Five of our 10 patients had unfavorable outcomes (GOS score ≤ 4) even though PMX‐DHP was used in addition to steroid and antibiotic therapy. There are two possible reasons for this. The first is a delay in starting PMX‐DHP, because cytokines are released within several hours of the onset of bacterial meningitis and increase rapidly in CSF in animal models25 and humans.26 Also, early treatment with dexamethasone was associated with reduced risk of unfavorable outcomes.4 As with corticosteroid therapy, PMX‐DHP should be performed as early as possible. We attempted to start PMX‐DHP within 48 hours of the onset of meningitis, and 5 of the 6 patients for whom this was started within 48 hours had favorable outcomes, with a GOS score of 5. However, none of the four patients in the delayed group had favorable outcomes (Table 3). Thus, starting PMX‐DHP early may be associated with favorable outcome. Indeed, the timing of PMX‐DHP initiation is reported to be an important factor for survival in patients with sepsis.27, 28 We recommend that PMX‐DHP be performed as soon as possible for bacterial meningitis with impaired consciousness (GCS score < 12).

There are several reasons why PMX‐DHP was not performed within 48 hours in these four patients. Case 1 was the first case, and the decision to perform PMX‐DHP took some time. Case 7 was referred to our department only after lengthy treatment (6 days) in other departments. Case 8 was referred to our department from another hospital after 2 days. Case 10 had alcoholic cirrhosis and hyperammonemia, and bacterial meningitis was diagnosed only after treatment of hepatic encephalopathy.

The second possible reason for unfavorable outcomes is ventriculitis. Ventriculitis is associated with refractory meningitis, with a mortality rate of 40%‐80%.29 There were five patients with ventriculitis in our study (cases 3, 4, 6, 9, and 10). The three patients with non‐K pneumoniae infection (cases 3, 4, and 6) were discharged with favorable outcomes, whereas both patients with K pneumoniae infection (cases 9 and 10) had unfavorable outcomes possibly due to infection with hypervirulent (hypermucoviscous) K pneumoniae.30

A standard PMX‐DHP procedure comprises two sessions of 2 hours each. Prolonging the duration and/or performing more than two sessions may improve the outcome.31

Limitations

There are several limitations of this study. First, the number of patients was small, which limits the generalization of the results.
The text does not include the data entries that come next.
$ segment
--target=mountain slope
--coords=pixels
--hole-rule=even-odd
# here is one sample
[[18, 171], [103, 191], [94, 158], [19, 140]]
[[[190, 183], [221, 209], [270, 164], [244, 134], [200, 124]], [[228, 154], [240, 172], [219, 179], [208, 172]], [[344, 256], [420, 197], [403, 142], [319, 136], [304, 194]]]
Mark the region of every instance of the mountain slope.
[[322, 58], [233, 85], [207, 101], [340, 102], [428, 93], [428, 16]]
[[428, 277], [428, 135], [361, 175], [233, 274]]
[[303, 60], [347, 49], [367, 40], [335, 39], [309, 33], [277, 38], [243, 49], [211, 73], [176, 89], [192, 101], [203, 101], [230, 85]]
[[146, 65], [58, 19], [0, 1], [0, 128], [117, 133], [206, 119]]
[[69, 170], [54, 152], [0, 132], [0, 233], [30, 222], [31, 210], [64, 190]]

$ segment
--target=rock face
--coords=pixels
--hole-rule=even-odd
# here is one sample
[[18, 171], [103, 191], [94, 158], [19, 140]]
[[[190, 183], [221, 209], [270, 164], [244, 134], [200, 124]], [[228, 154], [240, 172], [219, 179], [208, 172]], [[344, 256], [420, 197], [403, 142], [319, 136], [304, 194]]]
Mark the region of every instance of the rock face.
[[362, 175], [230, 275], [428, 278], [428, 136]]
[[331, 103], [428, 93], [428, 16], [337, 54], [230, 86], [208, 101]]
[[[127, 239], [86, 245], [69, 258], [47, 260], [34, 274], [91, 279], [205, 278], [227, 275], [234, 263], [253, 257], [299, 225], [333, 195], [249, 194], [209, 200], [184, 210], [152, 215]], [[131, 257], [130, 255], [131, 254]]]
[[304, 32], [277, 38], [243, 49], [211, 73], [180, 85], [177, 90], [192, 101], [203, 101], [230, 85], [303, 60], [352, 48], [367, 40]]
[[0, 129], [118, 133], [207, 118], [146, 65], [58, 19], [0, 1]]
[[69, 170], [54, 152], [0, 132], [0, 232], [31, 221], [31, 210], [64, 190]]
Second, there was no control group; this made it difficult to statically evaluate the true effects of the improvement in impaired consciousness. Third, we did not measure endotoxin levels and thus could not clarify the mechanism involved in the improvement of impaired consciousness. We intend to address these limitations in future research.

CONCLUSION

To our knowledge, this is the first study to report the successful use of PMX‐DHP alongside conventional steroid and antibiotic therapy for bacterial meningitis. Bacterial meningitis is a neurological emergency. Our results suggest a possible role for PMX‐DHP in combination with standard therapy in the rapid improvement of consciousness in patients with severe bacterial meningitis. Accordingly, we suggest that PMX‐DHP be started at the earliest possible opportunity in combination with conventional steroid plus antibiotic therapy for the treatment of severe bacterial meningitis presenting with sepsis regardless of shock and with impaired consciousness (GCS score < 12). Further large‐scale studies are required to confirm the clinical effectiveness.

CONFLICT OF INTEREST

None declared.

AUTHOR CONTRIBUTION

YS: involved in research concept and design, data analysis and interpretation, and writing the article. YS, SK, MY, KS, and NM: involved in collection and/or assembly data. YS and MS: involved in critical revision of the article. YS, SK, MY, MS, KS, and NM: involved in final approval of article.